Alonso has ‘chink in armor’ – Symonds

(GMM) Fernando Alonso's "inability to accept being beaten" may explain the reigning world champion's seemingly incurable rift with the McLaren team this year.

That is the belief of Pat Symonds, Renault's engineering chief who worked closely with the 26-year-old Spaniard when he raced to two consecutive world championships in 2005 and 2006.

Symonds, who worked at Toleman with Ayrton Senna, and also with Michael Schumacher at Benetton, describes Alonso as "one of the most difficult drivers to understand" that he has personally encountered.

"He's a very complex character," the Briton said, amid Alonso's seemingly broken relationships with his current team boss Ron Dennis and teammate Lewis Hamilton, who this weekend in China could wrap up the title.

"He only had one very, very small chink in his armor when he drove for us," Symonds explained, "and that was the inability to accept being beaten.

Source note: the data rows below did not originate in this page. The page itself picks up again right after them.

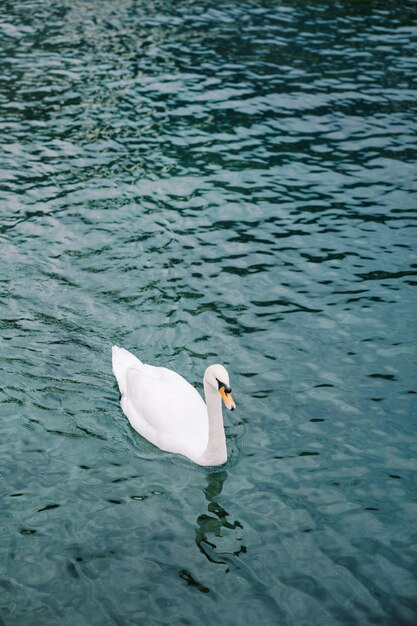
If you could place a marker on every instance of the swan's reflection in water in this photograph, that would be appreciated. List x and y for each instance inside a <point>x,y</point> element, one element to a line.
<point>211,524</point>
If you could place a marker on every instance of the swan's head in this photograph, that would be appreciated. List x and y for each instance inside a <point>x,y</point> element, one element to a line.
<point>217,377</point>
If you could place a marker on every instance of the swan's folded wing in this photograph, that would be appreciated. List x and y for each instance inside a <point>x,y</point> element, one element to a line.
<point>164,408</point>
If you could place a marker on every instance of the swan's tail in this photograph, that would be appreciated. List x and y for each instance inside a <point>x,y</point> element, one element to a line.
<point>122,360</point>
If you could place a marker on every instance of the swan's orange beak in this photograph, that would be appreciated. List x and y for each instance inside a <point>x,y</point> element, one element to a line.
<point>227,399</point>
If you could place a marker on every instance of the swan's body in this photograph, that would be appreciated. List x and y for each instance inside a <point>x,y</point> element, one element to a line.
<point>165,409</point>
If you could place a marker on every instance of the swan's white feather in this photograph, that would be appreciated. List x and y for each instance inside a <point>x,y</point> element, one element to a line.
<point>161,405</point>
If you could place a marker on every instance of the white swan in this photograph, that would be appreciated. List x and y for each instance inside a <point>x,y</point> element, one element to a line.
<point>165,409</point>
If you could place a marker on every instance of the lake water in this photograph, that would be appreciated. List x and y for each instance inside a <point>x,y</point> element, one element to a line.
<point>209,182</point>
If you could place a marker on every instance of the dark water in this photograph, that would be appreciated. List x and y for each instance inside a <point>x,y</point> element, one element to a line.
<point>201,182</point>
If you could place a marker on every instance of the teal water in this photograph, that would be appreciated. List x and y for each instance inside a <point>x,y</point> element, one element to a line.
<point>209,182</point>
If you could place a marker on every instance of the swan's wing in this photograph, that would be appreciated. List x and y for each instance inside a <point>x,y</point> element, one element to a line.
<point>163,407</point>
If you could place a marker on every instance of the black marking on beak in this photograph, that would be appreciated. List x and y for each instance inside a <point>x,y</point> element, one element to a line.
<point>226,387</point>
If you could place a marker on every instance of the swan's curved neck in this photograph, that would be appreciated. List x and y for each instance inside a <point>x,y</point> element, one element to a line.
<point>216,451</point>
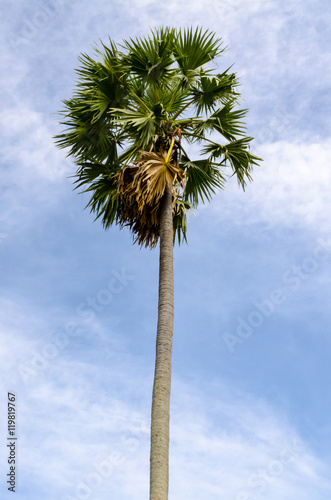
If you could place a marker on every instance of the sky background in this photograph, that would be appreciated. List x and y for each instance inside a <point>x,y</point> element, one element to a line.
<point>250,411</point>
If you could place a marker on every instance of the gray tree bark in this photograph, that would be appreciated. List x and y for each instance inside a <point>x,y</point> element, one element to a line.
<point>159,458</point>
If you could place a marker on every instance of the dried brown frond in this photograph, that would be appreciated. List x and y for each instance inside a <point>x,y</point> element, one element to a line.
<point>141,187</point>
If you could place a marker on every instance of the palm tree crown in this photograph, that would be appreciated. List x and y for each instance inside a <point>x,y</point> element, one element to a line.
<point>135,109</point>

"Actually that's a really good quality, but it was the one time he was perhaps slightly irrational — when Giancarlo (Fisichella) beat him, for example.

"I think that what we've seen this year, with Lewis unexpectedly giving him such a hard time, it's opened up that chink a little bit," Symonds said.

Symonds' boss Flavio Briatore, however, suggests that while Alonso can be difficult to work with, getting the most out of a driver is the responsibility of the team.

The Italian told La Gazzetta dello Sport: "(Ron) Dennis has often alleged to be very good at managing drivers, especially the Latin ones.

"With the problems he's had with (Ayrton) Senna, (Juan Pablo) Montoya and Alonso, he must have lost the instructions manual. Maybe he did not study Latin at school."